The interval between retries does get longer: it's the retry number in seconds: setTimeout( resolve, 1000 * retry ), so it starts at 1 second and goes up.

@Samwilson Thanks for clarifying that. I'm glad you put the decay in there.

For future reference, for anyone else wanting to test error behaviour in the WhoColor API.

I was using mitmproxy as an intercepting proxy which the browser uses. I then used a script to randomly modify the responses from the WhoColor API to simulate error conditions.

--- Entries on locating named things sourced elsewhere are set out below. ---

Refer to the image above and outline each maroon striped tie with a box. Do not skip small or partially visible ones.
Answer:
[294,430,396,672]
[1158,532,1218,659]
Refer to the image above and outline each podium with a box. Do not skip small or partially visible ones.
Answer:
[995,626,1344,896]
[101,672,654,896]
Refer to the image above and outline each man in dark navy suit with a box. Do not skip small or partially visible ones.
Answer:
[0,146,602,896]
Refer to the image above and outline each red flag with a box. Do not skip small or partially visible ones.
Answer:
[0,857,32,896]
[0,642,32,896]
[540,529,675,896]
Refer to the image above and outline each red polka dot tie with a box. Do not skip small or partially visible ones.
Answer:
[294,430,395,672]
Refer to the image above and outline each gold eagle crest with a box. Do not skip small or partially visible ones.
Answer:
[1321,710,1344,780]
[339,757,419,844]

  1. After installing (I installed via Debian's repos), run mitmdump -s random_modify_whocolor.py (using the attached script).
  2. This launches the proxy, which binds (by default) to all interfaces on port 8080
  3. Change your browser's proxy settings to use mitmproxy (e.g. http://127.0.0.1:8080) (I actually could not get this to work on Firefox due to a weird error)
  4. Use WWT like normal.

You should be able to modify the script to change the probabilities of the various error/success conditions, or add new error/success conditions.

This is very cool. Thanks for sharing @dom_walden!

ifried moved this task from Product sign-off to Done on the Community-Tech (Kanban-Q2-2019-20) board.

We're now seeing huge improvements, as related to the user experience. The WWT tool now rarely fails upon first load. While it typically takes longer to load on average (since there are often multiple attempts), this behavior is highly preferable (since the end result is typically a successful load). I'm marking this work as Done.